Rollovers and Safe Harbor Notices
Minnesota law allows transfers of single, lump-sum benefit payments by relief associations in certain situations. First, the relief association must be a qualified pension plan under the IRS Code, and second, it must be a plan that provides a single payment service pension. If those two conditions are met, then, at the written request of the retiring member, the relief association can transfer the member’s lump sum pension to the member’s individual retirement account (IRA).
In addition, if the two conditions are met, then upon the death of an active member and at the written request of the surviving spouse, the spouse’s survivor benefit may be transferred to the spouse’s IRA.
Relief associations do not have authority to roll over service pensions or survivor benefits to 401(k) retirement plans.
In addition, relief associations are required under the Internal Revenue Code to provide a safe harbor notice to recipients of eligible rollover distributions. A safe harbor notice is a written explanation that describes the direct rollover rules, the mandatory income tax withholding rules for distributions not directly rolled over, the tax treatment of distributions not rolled over, and the circumstances when distributions may be subject to different restrictions and tax consequences after being rolled over.

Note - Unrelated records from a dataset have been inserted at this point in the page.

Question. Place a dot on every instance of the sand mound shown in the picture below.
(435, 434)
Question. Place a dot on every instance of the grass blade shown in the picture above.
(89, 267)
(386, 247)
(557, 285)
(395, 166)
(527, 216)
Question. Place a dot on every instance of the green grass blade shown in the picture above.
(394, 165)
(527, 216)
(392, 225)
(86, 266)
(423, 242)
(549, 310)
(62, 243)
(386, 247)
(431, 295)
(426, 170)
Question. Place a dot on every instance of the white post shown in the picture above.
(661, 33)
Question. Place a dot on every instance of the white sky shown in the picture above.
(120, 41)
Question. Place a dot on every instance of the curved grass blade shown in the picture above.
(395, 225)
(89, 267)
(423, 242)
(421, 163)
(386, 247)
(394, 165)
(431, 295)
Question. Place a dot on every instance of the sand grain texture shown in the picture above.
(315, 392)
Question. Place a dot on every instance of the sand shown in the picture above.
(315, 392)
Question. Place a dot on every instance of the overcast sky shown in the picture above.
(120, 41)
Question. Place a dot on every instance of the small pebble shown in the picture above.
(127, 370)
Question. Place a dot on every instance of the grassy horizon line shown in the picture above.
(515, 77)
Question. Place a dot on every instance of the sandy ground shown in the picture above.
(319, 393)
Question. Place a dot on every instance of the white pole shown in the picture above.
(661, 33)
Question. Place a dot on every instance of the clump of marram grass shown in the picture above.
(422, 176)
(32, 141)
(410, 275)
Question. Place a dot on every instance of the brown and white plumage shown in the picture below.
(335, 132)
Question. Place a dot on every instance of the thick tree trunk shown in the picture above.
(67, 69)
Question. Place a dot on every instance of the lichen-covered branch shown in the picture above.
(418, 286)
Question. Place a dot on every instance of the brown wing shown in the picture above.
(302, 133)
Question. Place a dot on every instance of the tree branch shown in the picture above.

For additional information regarding safe harbor notice requirements and sample safe harbor explanations, see Internal Revenue Notices 2009-68 and 2014-74.
Language is provided in the OSA’s Sample Bylaw Guides authorizing service pension rollovers to a retiring member’s IRA and survivor benefit rollovers to a surviving spouse’s IRA. The Sample Bylaw Guides are provided in both MS Word and Adobe PDF formats.